La tarde de este sábado volvió a disputarse una de las competiciones más especiales del programa del CSIO5* francés, una prueba que conserva la esencia de los antiguos recorridos de campo y que se ha convertido en una auténtica seña de identidad del prestigioso concurso galo. No en vano, La Baule es uno de los pocos escenarios de la alta competición internacional donde el formato derby sigue ocupando un lugar destacado dentro del calendario.

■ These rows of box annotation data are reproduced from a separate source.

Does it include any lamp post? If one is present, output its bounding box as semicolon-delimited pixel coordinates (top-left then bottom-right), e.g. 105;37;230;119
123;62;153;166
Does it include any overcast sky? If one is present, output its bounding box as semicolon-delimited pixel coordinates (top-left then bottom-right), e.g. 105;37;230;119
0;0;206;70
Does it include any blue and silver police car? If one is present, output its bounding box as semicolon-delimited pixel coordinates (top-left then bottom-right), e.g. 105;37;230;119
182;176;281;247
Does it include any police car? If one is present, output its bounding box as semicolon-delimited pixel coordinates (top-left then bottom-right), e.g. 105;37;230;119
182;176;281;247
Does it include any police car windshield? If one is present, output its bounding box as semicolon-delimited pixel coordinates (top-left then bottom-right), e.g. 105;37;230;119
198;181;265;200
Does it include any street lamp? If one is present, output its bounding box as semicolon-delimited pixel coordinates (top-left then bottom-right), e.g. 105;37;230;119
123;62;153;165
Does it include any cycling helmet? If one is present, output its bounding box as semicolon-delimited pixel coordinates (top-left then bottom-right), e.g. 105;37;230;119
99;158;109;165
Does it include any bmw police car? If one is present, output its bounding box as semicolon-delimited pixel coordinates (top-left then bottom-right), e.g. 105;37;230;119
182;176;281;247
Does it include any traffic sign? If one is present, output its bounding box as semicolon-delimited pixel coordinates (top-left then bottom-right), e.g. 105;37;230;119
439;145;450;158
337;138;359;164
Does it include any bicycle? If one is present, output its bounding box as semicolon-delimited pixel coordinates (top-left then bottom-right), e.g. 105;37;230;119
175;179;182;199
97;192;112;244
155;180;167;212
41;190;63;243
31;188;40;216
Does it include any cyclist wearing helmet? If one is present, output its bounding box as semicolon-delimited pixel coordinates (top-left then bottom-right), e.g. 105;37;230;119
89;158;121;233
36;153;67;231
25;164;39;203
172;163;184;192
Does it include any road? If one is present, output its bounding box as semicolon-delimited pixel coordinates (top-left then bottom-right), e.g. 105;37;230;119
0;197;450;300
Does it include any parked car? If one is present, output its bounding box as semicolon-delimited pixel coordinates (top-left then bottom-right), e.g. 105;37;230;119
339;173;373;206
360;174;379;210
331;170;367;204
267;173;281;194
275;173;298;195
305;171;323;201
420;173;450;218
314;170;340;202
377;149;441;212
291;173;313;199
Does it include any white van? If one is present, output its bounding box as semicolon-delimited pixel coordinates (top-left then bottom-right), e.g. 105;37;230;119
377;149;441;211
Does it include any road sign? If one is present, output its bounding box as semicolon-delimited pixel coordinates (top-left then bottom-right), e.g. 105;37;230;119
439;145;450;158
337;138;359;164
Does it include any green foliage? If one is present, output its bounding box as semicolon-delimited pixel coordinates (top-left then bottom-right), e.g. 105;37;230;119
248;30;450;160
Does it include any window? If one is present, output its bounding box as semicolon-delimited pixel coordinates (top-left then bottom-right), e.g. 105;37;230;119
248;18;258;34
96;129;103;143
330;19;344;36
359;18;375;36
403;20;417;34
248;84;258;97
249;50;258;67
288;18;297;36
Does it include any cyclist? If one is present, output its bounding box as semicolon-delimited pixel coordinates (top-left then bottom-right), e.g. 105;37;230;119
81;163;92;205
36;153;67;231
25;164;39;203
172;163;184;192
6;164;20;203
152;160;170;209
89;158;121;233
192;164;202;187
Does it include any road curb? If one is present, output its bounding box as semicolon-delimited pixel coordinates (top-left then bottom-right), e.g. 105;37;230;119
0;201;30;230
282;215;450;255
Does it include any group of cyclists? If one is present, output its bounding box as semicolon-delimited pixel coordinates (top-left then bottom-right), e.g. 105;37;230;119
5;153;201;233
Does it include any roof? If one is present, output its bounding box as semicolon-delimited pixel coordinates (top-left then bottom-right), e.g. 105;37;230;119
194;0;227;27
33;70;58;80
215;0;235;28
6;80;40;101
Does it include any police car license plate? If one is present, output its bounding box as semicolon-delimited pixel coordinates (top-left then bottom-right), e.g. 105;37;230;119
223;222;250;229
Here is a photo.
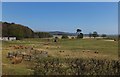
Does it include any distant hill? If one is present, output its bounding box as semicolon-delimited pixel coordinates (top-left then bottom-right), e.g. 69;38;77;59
49;31;76;36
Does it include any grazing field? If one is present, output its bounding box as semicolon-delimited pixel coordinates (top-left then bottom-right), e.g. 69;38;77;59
2;38;119;75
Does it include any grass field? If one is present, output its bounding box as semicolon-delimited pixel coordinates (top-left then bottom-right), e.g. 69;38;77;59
2;38;118;75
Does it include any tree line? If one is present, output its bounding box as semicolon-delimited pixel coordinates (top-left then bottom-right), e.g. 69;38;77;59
1;22;52;39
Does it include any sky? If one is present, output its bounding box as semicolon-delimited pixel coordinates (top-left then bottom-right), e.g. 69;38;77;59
2;2;118;34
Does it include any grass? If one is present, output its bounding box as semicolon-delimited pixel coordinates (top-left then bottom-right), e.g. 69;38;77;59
2;38;118;75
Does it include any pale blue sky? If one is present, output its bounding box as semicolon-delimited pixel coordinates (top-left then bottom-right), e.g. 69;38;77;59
2;2;118;34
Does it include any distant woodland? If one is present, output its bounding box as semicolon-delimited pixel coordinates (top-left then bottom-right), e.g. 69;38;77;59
0;22;52;39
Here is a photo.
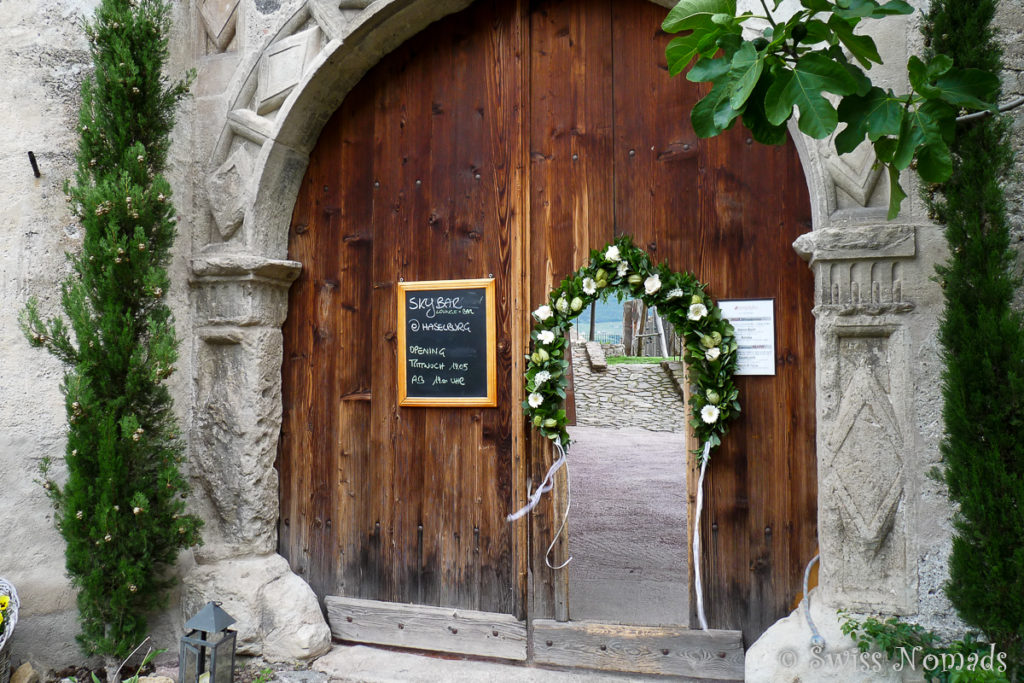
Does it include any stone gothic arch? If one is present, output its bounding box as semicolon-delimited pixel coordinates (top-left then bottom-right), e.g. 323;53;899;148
184;0;928;657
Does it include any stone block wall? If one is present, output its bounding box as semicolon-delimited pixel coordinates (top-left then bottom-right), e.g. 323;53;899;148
572;344;686;432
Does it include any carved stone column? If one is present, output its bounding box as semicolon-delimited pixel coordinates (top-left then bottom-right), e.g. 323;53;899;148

Y es que hablar de un derby no es hablar simplemente de una prueba de 1,50 metros. Es hablar de resistencia, valentía, experiencia y compenetración. De afrontar obstáculos que rara vez aparecen en los recorridos convencionales y de gestionar un esfuerzo físico y mental muy diferente al de cualquier Gran Premio.
El recorrido diseñado para esta edición daba buena muestra de ello. Los participantes tuvieron que enfrentarse a 21 obstáculos y 26 esfuerzos a lo largo de 1.050 metros de trazado, una distancia muy superior a la habitual en las pruebas internacionales de salto. El tiempo concedido era de 158 segundos, en una pista que exigía mantener la concentración de principio a fin.
Entre las dificultades aparecían algunos de los elementos más característicos de los derbys: una ría, un lago que los caballos debían franquear galopando sobre el agua, varias banquetas tanto de subida como en caída libre y diferentes obstáculos naturales repartidos a lo largo de un recorrido tan espectacular como exigente.
La dureza del trazado quedó reflejada en los resultados. De todos los participantes, únicamente tres binomios lograron completar el recorrido sin faltas, una cifra que habla por sí sola del nivel de exigencia planteado.
Entre ellos estuvo el ganador, el suizo Steve Guerdat junto a “Easy Star de Talma”. El campeón olímpico, que fue además el último en entrar en pista, firmó un impecable recorrido en 129,73 segundos para hacerse con la victoria. El también suizo Martin Fuchs ocupó la segunda posición con “Love de Vie” tras detener el cronómetro en 130,54 segundos, mientras que el colombiano Rene López Lizarazo fue tercero con “Visa de VY Z” en 136,43 segundos.
La representación española corrió a cargo de Armando Trapote y “Karl P”, que volvieron a demostrar su versatilidad en una de las pruebas más particulares del circuito internacional. El binomio completó el recorrido con un único derribo y un tiempo de 138,32 segundos, resultado que les permitió finalizar en una meritoria octava posición.
Pero la clasificación no cuenta toda la historia. Disputar un derby de estas características exige mucho más que calidad sobre los obstáculos. Hay que leer el terreno, mantener el equilibrio en elementos poco habituales, gestionar el esfuerzo durante más de un kilómetro de recorrido y conservar la confianza del caballo ante preguntas que apenas aparecen en la competición moderna.
Por eso el Derby de La Baule sigue siendo una prueba tan admirada por los aficionados. Porque recuerda que el salto de obstáculos nació mucho antes de los cronómetros ajustados al milímetro y de las pistas perfectamente uniformes. Y porque, durante unos minutos, devuelve a la competición internacional el sabor de la equitación más clásica y aventurera.